- Double any pizza dough recipe and divide into small fist sized balls. Cover with a cloth and let rest until you're ready to roll.
- Pre-heat oven to 500 degrees.
- Roll (with a pin) until very thin, no more than 1/4 of an inch and place on baking sheet. I love the pizza pans with holes to achieve a nice crispy crust.
- Brush with olive oil. This creates a barrier between the sauce and dough to prevent soggy pizza.
- Add your toppings and then slightly roll over all of the edges.
- Lower heat to 475 degrees and bake until golden and bubbly. This won't take long, so keep an eye on your pizzas!
The Basic: tomato sauce and grated mozzarella.
The sky's the limit for getting wild or sophisticated with extra toppings. Try The Basic with any of the following: pesto, garlic, mushrooms, bell peppers, olives, feta, spinach, red onions,tepenade, goat cheese etc.

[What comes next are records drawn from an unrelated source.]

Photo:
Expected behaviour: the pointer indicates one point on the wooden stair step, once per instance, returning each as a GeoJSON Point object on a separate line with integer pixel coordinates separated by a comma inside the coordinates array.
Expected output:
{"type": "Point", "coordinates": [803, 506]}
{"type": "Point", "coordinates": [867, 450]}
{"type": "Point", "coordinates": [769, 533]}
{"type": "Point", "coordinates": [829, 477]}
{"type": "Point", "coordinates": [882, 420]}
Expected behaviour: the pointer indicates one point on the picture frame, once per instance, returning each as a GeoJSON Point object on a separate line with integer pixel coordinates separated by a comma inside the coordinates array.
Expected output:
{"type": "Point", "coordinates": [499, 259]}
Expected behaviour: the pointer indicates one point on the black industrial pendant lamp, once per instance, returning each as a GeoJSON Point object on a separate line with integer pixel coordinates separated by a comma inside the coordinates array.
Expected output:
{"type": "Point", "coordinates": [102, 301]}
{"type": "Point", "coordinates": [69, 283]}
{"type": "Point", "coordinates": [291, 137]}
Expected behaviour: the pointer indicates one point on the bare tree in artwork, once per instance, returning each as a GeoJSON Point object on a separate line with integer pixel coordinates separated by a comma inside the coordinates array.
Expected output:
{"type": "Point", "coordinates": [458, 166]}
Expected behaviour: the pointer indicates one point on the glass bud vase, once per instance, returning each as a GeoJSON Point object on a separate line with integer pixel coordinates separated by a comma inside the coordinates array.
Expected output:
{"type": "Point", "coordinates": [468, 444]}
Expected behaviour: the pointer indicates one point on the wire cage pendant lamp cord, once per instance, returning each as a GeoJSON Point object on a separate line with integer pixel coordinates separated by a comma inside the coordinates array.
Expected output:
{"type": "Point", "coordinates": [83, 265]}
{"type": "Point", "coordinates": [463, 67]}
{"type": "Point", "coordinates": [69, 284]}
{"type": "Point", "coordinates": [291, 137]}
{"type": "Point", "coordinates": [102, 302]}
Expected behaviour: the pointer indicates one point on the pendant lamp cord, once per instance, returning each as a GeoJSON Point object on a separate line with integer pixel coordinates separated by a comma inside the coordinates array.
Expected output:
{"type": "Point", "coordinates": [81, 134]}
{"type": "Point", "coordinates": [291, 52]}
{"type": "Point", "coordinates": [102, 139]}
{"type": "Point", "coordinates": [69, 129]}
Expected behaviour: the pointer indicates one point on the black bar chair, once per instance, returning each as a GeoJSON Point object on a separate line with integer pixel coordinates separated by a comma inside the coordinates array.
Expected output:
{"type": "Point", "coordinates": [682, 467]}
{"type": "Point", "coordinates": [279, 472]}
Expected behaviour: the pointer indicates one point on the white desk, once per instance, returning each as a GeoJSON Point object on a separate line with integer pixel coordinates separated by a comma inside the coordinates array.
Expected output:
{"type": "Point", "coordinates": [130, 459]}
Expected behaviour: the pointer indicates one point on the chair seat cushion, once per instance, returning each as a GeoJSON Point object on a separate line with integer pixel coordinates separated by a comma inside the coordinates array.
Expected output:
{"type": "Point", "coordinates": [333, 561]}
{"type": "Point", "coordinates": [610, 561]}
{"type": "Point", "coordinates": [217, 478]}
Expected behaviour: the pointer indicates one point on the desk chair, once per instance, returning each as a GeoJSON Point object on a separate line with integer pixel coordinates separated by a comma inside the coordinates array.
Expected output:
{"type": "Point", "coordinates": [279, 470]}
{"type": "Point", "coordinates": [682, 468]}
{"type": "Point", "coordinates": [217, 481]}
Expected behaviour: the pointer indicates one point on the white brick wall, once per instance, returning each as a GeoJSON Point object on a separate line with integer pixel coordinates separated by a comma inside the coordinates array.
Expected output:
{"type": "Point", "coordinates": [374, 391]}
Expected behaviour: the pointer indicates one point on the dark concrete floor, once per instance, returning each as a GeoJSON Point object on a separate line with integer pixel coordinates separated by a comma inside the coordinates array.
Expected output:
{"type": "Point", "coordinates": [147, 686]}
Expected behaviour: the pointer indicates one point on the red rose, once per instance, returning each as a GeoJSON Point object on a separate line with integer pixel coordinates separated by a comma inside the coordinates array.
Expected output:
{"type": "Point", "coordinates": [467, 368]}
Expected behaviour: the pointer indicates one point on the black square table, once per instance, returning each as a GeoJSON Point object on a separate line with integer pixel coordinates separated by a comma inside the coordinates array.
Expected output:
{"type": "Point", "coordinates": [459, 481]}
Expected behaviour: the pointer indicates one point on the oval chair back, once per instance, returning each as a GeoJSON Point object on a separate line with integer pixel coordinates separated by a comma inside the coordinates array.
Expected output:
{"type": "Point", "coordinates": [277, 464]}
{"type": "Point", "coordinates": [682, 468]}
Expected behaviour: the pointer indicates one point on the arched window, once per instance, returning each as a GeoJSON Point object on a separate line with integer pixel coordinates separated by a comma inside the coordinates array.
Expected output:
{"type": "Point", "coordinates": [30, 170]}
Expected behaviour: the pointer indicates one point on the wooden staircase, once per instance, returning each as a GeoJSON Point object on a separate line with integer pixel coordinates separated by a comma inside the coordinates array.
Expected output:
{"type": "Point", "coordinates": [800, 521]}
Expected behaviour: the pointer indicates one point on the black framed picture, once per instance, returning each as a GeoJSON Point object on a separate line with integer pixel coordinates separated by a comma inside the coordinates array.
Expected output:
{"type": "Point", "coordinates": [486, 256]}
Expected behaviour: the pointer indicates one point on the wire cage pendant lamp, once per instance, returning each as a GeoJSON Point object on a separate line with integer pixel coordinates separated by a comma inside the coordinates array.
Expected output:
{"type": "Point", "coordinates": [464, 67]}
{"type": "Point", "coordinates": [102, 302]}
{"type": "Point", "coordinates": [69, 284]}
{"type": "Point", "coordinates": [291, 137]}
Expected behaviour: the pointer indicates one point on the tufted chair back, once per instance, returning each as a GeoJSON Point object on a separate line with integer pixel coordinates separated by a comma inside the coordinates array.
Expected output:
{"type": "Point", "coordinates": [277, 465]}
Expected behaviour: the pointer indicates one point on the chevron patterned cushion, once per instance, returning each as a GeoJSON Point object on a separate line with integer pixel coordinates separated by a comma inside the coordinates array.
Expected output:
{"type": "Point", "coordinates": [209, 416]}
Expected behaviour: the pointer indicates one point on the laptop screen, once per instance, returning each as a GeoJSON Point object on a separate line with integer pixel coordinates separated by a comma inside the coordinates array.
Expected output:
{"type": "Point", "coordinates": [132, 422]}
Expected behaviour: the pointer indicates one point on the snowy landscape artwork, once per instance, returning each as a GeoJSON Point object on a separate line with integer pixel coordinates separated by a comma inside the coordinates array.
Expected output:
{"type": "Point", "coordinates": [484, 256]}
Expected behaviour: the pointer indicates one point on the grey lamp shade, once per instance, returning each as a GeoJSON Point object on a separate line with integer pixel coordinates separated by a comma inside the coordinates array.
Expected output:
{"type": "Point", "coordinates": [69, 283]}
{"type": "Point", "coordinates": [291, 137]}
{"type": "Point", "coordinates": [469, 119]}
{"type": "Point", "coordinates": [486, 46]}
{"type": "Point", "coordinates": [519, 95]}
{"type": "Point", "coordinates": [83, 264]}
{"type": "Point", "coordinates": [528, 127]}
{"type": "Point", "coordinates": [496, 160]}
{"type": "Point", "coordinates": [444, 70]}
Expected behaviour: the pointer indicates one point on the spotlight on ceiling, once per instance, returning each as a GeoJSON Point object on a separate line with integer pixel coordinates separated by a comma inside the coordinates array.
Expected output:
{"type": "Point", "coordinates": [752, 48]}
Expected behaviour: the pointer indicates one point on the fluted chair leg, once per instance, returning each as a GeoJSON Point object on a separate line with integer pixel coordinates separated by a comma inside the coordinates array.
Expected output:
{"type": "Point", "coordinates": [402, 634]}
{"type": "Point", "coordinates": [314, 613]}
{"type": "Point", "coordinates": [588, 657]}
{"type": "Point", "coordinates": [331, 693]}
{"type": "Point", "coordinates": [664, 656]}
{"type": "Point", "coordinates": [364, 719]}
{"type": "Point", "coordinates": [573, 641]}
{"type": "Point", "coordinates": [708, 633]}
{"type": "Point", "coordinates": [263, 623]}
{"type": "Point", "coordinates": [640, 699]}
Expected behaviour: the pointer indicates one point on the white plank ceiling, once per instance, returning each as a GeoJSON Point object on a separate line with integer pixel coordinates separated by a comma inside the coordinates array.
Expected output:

One of our Saturday night chefs made a scrumptious white garlic pizza. No tomatoes, just mozzarella, feta, and lots of fresh pressed garlic. Or go in the opposite direction for a vegan pizza by just adding fresh tomatoes, pesto (w/o cheese) and kalamata olives. I'm getting hungry just thinking about the possibilities.
A few notes:
- Optional: open the wine before you begin!
- Set up two different stations: rolling and toppings.
- Partner up with someone and collaborate.
- Have children make several at a time, so that their pizza is in a quick rotation for the oven... they can't wait as long as we can.
- Relax about all sitting down together for the whole meal... this is supposed to be casual. Someone will be topping a second or third sometime during the meal.